People are wary of statistics.
And if people think you can show anything you want with statistics, then this cynicism certainly applies to statistics graphs, too.
For example, a few years ago the following graphic made its way around the Internet as an example of graphic abuse.
Readers balked at what they saw as a misleading graph. It visually depicts a large gap between the proposed and current top tax rate, to 39.6% from 35%.
If you notice, the vertical (y-axis) doesn’t start at zero. Some felt this was a clear example of bias and the pushing of an agenda.
As another example, the following graph depicts the amount of carbon dioxide concentration in the atmosphere in parts per million over the last 100 years. It’s similar to many you can find on the Internet.
It also doesn’t start with a zero and also depicts a large visual increase in carbon dioxide, which coincides with the industrial revolution. Is this graph also misleading and hiding an agenda because it doesn’t start at 0?
To show or not show 0
Is it deceptive or even dishonest to not show the zero on a graph? The famous book, “How to Lie with Statistics” has for generations (it was originally published in 1954) helped people detect deception with statistics and graphics. The book by Darrell Huff is full of great advice for understanding how to make sense of the constant barrage of data and graphs we see every day.
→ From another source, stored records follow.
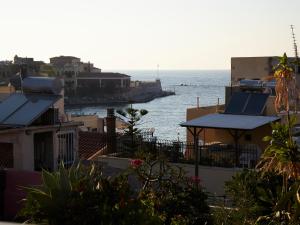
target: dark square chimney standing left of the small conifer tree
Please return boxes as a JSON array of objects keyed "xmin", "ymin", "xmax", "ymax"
[{"xmin": 106, "ymin": 108, "xmax": 116, "ymax": 153}]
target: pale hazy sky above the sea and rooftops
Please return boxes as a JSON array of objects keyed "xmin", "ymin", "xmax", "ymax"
[{"xmin": 0, "ymin": 0, "xmax": 300, "ymax": 70}]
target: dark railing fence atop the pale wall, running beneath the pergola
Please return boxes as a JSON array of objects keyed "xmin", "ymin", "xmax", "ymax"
[{"xmin": 115, "ymin": 136, "xmax": 260, "ymax": 168}]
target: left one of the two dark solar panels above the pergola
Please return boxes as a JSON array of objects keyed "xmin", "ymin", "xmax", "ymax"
[{"xmin": 224, "ymin": 92, "xmax": 250, "ymax": 114}]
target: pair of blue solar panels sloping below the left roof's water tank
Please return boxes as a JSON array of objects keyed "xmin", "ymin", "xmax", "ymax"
[{"xmin": 0, "ymin": 94, "xmax": 60, "ymax": 126}]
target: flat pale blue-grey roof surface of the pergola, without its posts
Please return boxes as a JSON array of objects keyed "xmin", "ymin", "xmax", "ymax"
[{"xmin": 180, "ymin": 113, "xmax": 280, "ymax": 130}]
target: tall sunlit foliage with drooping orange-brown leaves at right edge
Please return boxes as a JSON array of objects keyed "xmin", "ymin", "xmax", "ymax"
[{"xmin": 257, "ymin": 117, "xmax": 300, "ymax": 224}]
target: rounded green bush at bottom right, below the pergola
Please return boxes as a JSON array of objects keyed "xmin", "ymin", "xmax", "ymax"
[{"xmin": 225, "ymin": 170, "xmax": 282, "ymax": 224}]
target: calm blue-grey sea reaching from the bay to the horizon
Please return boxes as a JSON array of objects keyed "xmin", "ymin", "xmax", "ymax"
[{"xmin": 66, "ymin": 70, "xmax": 230, "ymax": 141}]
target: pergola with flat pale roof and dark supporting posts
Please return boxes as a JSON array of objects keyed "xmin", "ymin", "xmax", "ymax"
[{"xmin": 180, "ymin": 113, "xmax": 280, "ymax": 176}]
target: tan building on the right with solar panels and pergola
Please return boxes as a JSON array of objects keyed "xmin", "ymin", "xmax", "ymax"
[{"xmin": 181, "ymin": 57, "xmax": 300, "ymax": 167}]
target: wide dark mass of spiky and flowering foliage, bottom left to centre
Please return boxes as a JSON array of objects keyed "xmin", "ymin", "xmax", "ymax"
[{"xmin": 20, "ymin": 156, "xmax": 209, "ymax": 225}]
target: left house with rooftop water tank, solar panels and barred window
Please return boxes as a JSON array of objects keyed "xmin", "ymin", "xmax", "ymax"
[{"xmin": 0, "ymin": 77, "xmax": 82, "ymax": 171}]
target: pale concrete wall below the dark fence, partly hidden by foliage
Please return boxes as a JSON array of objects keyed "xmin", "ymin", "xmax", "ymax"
[{"xmin": 97, "ymin": 156, "xmax": 241, "ymax": 195}]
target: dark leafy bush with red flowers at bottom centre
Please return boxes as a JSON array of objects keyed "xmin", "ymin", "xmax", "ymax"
[{"xmin": 132, "ymin": 155, "xmax": 211, "ymax": 225}]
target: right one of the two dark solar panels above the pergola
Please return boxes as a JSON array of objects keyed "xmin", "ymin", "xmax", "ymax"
[{"xmin": 243, "ymin": 93, "xmax": 269, "ymax": 115}]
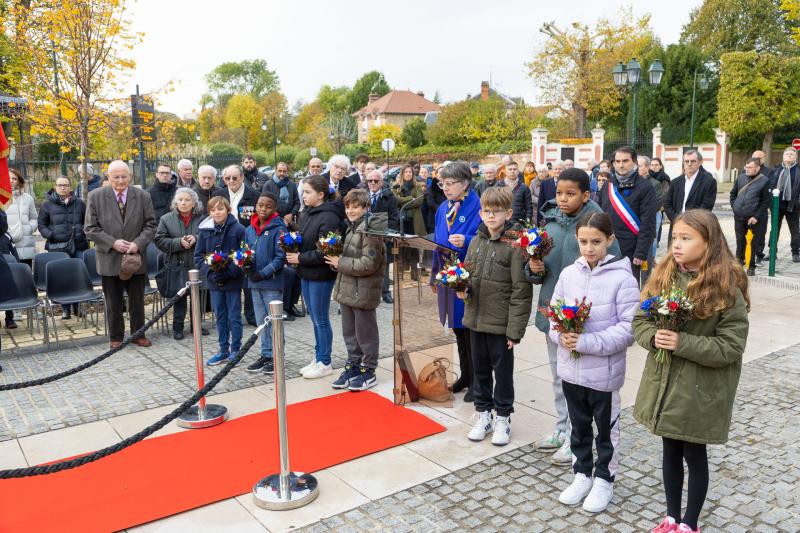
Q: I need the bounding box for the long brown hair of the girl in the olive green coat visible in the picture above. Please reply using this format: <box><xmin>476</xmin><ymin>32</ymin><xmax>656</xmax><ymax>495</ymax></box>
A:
<box><xmin>642</xmin><ymin>209</ymin><xmax>750</xmax><ymax>319</ymax></box>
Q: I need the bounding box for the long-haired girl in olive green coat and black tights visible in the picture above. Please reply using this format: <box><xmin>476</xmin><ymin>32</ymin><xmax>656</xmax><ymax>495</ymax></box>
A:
<box><xmin>633</xmin><ymin>209</ymin><xmax>750</xmax><ymax>533</ymax></box>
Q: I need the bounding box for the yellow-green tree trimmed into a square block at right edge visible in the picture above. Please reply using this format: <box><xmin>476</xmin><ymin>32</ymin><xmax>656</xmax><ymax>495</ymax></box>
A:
<box><xmin>718</xmin><ymin>51</ymin><xmax>800</xmax><ymax>154</ymax></box>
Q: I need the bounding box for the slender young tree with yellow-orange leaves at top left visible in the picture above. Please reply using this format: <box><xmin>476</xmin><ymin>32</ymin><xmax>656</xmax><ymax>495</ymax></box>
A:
<box><xmin>6</xmin><ymin>0</ymin><xmax>142</xmax><ymax>195</ymax></box>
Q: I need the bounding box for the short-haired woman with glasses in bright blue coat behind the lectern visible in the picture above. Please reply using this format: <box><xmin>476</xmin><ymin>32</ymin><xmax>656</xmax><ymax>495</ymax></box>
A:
<box><xmin>431</xmin><ymin>161</ymin><xmax>481</xmax><ymax>402</ymax></box>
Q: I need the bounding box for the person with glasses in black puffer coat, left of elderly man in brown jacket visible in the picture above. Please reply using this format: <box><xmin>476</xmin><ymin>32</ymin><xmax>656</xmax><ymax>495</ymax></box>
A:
<box><xmin>38</xmin><ymin>185</ymin><xmax>89</xmax><ymax>258</ymax></box>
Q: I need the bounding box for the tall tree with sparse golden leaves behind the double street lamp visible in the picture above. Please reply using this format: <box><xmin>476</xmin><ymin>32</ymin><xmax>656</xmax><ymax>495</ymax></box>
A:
<box><xmin>527</xmin><ymin>8</ymin><xmax>655</xmax><ymax>135</ymax></box>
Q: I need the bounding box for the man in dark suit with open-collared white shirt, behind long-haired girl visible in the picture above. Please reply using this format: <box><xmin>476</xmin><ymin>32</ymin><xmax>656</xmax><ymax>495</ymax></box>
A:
<box><xmin>664</xmin><ymin>150</ymin><xmax>717</xmax><ymax>242</ymax></box>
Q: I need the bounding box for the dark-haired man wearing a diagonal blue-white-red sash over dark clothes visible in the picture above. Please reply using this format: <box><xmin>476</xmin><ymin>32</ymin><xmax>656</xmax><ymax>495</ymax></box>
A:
<box><xmin>600</xmin><ymin>146</ymin><xmax>657</xmax><ymax>281</ymax></box>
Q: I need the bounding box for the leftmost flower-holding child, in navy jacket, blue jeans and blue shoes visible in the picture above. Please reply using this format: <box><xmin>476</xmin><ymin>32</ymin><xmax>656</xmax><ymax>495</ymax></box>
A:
<box><xmin>194</xmin><ymin>196</ymin><xmax>244</xmax><ymax>366</ymax></box>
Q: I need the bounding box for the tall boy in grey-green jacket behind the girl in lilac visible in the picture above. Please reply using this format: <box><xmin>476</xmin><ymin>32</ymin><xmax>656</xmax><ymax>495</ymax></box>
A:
<box><xmin>525</xmin><ymin>168</ymin><xmax>620</xmax><ymax>465</ymax></box>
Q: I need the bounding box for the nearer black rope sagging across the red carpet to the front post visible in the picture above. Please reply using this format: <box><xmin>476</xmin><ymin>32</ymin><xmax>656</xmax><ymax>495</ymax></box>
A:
<box><xmin>0</xmin><ymin>332</ymin><xmax>260</xmax><ymax>479</ymax></box>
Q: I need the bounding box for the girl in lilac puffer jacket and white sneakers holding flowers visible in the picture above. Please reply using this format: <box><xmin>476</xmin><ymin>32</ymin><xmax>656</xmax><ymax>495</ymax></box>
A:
<box><xmin>549</xmin><ymin>213</ymin><xmax>639</xmax><ymax>513</ymax></box>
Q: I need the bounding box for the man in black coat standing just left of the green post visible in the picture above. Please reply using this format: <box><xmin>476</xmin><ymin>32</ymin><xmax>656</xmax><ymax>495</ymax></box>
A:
<box><xmin>730</xmin><ymin>157</ymin><xmax>772</xmax><ymax>276</ymax></box>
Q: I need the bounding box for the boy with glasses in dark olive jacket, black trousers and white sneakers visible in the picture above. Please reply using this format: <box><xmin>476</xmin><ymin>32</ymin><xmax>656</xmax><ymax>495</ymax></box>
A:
<box><xmin>456</xmin><ymin>187</ymin><xmax>533</xmax><ymax>446</ymax></box>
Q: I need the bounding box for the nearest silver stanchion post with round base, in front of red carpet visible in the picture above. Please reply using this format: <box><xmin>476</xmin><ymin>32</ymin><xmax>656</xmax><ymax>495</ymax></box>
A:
<box><xmin>253</xmin><ymin>300</ymin><xmax>319</xmax><ymax>511</ymax></box>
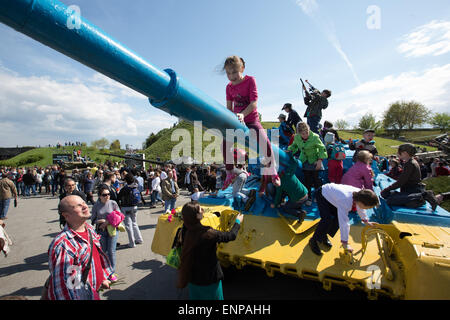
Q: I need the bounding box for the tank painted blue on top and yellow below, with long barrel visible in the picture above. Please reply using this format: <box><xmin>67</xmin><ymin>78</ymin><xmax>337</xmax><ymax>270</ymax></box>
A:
<box><xmin>0</xmin><ymin>0</ymin><xmax>450</xmax><ymax>299</ymax></box>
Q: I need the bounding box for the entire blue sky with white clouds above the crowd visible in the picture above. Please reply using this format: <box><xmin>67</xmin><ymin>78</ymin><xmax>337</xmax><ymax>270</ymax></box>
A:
<box><xmin>0</xmin><ymin>0</ymin><xmax>450</xmax><ymax>147</ymax></box>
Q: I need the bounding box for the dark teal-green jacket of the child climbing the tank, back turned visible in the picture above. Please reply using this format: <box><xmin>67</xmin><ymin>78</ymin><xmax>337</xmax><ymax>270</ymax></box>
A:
<box><xmin>274</xmin><ymin>157</ymin><xmax>308</xmax><ymax>206</ymax></box>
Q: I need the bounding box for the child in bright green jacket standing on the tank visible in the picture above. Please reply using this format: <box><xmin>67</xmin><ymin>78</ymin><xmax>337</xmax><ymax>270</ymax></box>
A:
<box><xmin>287</xmin><ymin>122</ymin><xmax>328</xmax><ymax>206</ymax></box>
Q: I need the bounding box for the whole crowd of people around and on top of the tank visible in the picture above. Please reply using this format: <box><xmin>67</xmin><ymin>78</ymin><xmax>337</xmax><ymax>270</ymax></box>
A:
<box><xmin>0</xmin><ymin>56</ymin><xmax>448</xmax><ymax>299</ymax></box>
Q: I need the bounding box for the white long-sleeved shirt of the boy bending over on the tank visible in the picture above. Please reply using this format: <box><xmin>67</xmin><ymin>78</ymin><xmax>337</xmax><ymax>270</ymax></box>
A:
<box><xmin>322</xmin><ymin>183</ymin><xmax>369</xmax><ymax>241</ymax></box>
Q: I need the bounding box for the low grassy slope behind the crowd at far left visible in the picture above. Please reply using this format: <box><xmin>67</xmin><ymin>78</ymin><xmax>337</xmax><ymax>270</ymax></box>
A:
<box><xmin>0</xmin><ymin>147</ymin><xmax>125</xmax><ymax>167</ymax></box>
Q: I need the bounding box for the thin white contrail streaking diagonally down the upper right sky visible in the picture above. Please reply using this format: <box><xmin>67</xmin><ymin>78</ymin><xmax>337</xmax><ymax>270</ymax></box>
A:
<box><xmin>297</xmin><ymin>0</ymin><xmax>361</xmax><ymax>85</ymax></box>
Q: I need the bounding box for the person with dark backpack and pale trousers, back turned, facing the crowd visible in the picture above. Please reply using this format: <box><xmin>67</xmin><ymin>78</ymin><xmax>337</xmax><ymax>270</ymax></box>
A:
<box><xmin>118</xmin><ymin>173</ymin><xmax>144</xmax><ymax>248</ymax></box>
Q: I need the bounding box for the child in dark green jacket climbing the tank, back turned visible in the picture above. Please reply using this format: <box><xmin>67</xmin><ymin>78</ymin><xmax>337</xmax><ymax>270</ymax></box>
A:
<box><xmin>271</xmin><ymin>156</ymin><xmax>308</xmax><ymax>220</ymax></box>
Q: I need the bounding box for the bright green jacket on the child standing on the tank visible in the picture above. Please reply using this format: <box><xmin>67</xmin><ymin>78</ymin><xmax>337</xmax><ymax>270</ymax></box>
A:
<box><xmin>288</xmin><ymin>130</ymin><xmax>328</xmax><ymax>164</ymax></box>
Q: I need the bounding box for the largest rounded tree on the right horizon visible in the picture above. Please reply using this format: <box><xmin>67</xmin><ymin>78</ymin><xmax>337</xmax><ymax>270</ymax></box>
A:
<box><xmin>383</xmin><ymin>101</ymin><xmax>430</xmax><ymax>137</ymax></box>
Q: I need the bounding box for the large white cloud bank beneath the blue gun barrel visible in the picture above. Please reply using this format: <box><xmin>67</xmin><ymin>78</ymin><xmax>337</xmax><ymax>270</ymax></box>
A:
<box><xmin>0</xmin><ymin>67</ymin><xmax>177</xmax><ymax>147</ymax></box>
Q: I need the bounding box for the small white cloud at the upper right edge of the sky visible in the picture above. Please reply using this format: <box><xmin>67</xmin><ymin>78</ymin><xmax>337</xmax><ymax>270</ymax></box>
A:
<box><xmin>397</xmin><ymin>20</ymin><xmax>450</xmax><ymax>58</ymax></box>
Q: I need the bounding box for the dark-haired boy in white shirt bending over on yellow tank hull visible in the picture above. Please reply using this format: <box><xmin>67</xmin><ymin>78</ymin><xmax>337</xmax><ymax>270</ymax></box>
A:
<box><xmin>309</xmin><ymin>183</ymin><xmax>379</xmax><ymax>255</ymax></box>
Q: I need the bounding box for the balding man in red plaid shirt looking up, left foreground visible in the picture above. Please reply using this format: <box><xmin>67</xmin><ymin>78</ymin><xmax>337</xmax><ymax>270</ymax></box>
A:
<box><xmin>47</xmin><ymin>195</ymin><xmax>113</xmax><ymax>300</ymax></box>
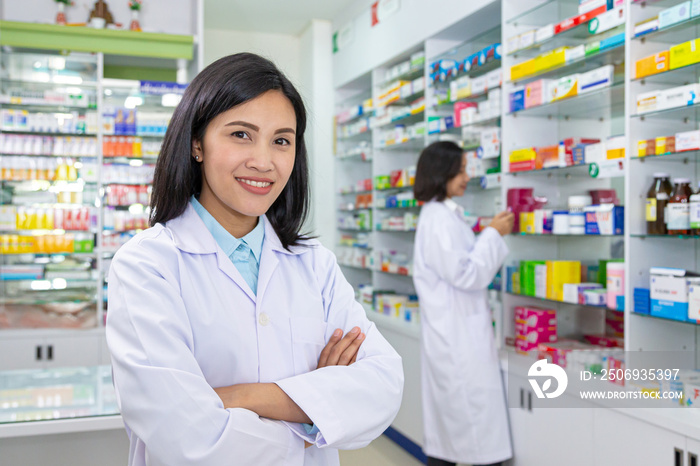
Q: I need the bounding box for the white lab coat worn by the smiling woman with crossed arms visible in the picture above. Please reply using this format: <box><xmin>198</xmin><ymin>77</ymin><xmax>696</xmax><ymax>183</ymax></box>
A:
<box><xmin>107</xmin><ymin>206</ymin><xmax>403</xmax><ymax>466</ymax></box>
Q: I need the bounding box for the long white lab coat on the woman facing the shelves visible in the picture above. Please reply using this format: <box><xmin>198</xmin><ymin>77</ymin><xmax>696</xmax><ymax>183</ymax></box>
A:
<box><xmin>413</xmin><ymin>200</ymin><xmax>512</xmax><ymax>464</ymax></box>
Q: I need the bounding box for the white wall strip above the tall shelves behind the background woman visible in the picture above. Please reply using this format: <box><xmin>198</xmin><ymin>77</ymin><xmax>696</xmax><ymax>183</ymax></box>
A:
<box><xmin>333</xmin><ymin>0</ymin><xmax>496</xmax><ymax>87</ymax></box>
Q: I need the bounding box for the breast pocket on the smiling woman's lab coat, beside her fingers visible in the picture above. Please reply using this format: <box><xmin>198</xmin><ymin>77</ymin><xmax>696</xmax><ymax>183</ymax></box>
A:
<box><xmin>289</xmin><ymin>317</ymin><xmax>328</xmax><ymax>374</ymax></box>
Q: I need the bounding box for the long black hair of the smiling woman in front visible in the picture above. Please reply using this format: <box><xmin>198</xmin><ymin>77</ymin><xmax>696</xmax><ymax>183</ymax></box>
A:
<box><xmin>150</xmin><ymin>53</ymin><xmax>309</xmax><ymax>248</ymax></box>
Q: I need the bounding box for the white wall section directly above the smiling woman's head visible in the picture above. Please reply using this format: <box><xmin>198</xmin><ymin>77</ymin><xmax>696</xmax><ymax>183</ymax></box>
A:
<box><xmin>204</xmin><ymin>28</ymin><xmax>300</xmax><ymax>85</ymax></box>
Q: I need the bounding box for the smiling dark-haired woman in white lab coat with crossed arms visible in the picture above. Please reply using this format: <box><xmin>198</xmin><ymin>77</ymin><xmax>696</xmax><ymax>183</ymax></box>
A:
<box><xmin>107</xmin><ymin>54</ymin><xmax>403</xmax><ymax>466</ymax></box>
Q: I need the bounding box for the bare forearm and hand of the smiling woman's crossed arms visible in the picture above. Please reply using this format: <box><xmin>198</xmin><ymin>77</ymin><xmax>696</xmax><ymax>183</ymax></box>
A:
<box><xmin>214</xmin><ymin>327</ymin><xmax>365</xmax><ymax>424</ymax></box>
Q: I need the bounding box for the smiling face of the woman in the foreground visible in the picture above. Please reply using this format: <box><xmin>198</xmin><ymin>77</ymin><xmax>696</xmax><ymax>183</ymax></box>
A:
<box><xmin>192</xmin><ymin>90</ymin><xmax>297</xmax><ymax>231</ymax></box>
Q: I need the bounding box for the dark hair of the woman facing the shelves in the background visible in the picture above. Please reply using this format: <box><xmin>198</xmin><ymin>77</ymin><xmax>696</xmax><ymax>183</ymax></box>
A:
<box><xmin>413</xmin><ymin>141</ymin><xmax>463</xmax><ymax>202</ymax></box>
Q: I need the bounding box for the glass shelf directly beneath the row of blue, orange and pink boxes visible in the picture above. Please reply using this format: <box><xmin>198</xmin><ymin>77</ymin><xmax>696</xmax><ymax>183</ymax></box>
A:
<box><xmin>508</xmin><ymin>83</ymin><xmax>625</xmax><ymax>119</ymax></box>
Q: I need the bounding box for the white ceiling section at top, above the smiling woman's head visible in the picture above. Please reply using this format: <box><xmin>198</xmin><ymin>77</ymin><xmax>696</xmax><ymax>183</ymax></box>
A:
<box><xmin>204</xmin><ymin>0</ymin><xmax>357</xmax><ymax>35</ymax></box>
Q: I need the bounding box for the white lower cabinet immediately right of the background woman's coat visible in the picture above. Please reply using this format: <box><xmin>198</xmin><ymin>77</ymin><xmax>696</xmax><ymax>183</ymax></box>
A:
<box><xmin>508</xmin><ymin>374</ymin><xmax>592</xmax><ymax>466</ymax></box>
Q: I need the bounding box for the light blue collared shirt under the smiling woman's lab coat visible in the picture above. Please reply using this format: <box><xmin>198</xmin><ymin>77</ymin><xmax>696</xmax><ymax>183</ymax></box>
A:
<box><xmin>190</xmin><ymin>196</ymin><xmax>265</xmax><ymax>294</ymax></box>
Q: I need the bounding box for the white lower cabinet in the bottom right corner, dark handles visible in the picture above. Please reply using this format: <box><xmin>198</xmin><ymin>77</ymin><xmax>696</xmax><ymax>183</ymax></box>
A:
<box><xmin>593</xmin><ymin>408</ymin><xmax>697</xmax><ymax>466</ymax></box>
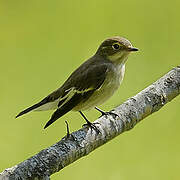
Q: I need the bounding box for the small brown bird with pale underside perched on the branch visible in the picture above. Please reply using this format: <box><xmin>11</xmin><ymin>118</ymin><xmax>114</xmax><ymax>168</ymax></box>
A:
<box><xmin>16</xmin><ymin>36</ymin><xmax>138</xmax><ymax>129</ymax></box>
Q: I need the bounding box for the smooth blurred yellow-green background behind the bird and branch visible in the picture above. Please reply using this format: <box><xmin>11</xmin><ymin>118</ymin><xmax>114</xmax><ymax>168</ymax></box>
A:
<box><xmin>0</xmin><ymin>0</ymin><xmax>180</xmax><ymax>180</ymax></box>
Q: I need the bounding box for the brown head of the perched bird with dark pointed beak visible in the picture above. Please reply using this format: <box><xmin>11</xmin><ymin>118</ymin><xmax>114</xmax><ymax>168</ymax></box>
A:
<box><xmin>96</xmin><ymin>36</ymin><xmax>138</xmax><ymax>64</ymax></box>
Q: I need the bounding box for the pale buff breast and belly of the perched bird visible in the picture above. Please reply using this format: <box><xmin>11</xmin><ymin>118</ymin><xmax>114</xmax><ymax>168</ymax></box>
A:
<box><xmin>73</xmin><ymin>65</ymin><xmax>125</xmax><ymax>111</ymax></box>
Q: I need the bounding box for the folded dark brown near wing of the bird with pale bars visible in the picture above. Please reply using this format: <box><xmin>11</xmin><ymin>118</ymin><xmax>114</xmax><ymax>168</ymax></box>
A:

One thing it mentions is to be wary of graphs that don’t start the y-axis at 0. Something you’ll quickly find echoed from other online sources.
What’s interesting about both graphics above is that they display roughly similar increases. The tax graph is an increase in tax rates of 13% [(39.5-35)/35 = .129] and the carbon dioxide displays an increase of roughly 16% from 1900 to 2000 [(335-290)/290 = .1552].
The website from which I pulled the graphic states that a better graph would have shown something like the following:
But is that a panacea? Should all graphs start at 0?
Not everyone thinks so, including the famous data visualization maven Edward Tufte, who said the advice from Huff is “wrong” and the need to show all that empty vertical space for the sake of including a zero is unnecessary.
Here is the average temperature difference in degrees Celsius, similar to what you might see on the Internet (usually as anomalies). It shows an increase in average global temperature and a fair amount of variability per year.
And here’s the exact same data (from Berkeley Earth’s dataset with the y-axis scaled to start at 0. Both show the same change of ~6% increase in average temperature since 1900.
The line in the first graph travels vertically about 64% of the way up the vertical axis. Conversely, the line in the second graph moves up about 7%.
Here’s another graph showing a reduction in cable subscribers. The authors of the graph clearly want to convey the idea that people are “cutting cords”, and the visual drop from 2011 definitely shows this. The visual reduction from 2011 to 2015 is about 68%. However, the actual reduction of subscribers is only around 3%.
But is this really a better graph because it includes the zero?
Both the reduction is lost as well as any sense of trend with this new graph as well as the prior graph on global temperature.
Zero is not the hero
While it’s a good idea to have best practices with displaying data in graphs, the “show the zero” is a rule that clearly can be broken. But showing or not showing the zero alone is not sufficient to declare a graph objective or conversely “deceptive.”
There is no objective graph and you should assume there’s an agenda behind each graph (some more benign than others). The context matters and the reader should understand the context and consequences of the data with or without the zero. For example:
- What are the impacts on the economy for a 15% increase in taxes rates for top earners and small businesses?
- What effect does a 16% increase in carbon dioxide concentration have (or will have) on global temperatures?
- How does or will a 6% increase in average global temperatures affect life on the planet?
- What is the impact on the cable industry and consolidation of companies with a 3% loss of cable subscribers?
One way to help detect deception (or misperception) in graphs is to examine the raw data in a table and convert the raw data into percent changes. While this doesn’t avoid the need for context, it can help standardize often unfamiliar measurements into the more familiar percentages as I’ve done in the graphs above.
Providing context to your reader is helpful as it’s answering the question, “compared to what?” But following an arbitrary rule that all graphs should start with 0 doesn’t make sense. In fact, it may introduce more confusion than it is purportedly solving.
There isn’t an objective graph. But if people want to deceive, they will and the unfocused reader may certainly be swayed. But often displaying the data with or without the zero can provide a different perspective for readers to reconsider the context and the implications.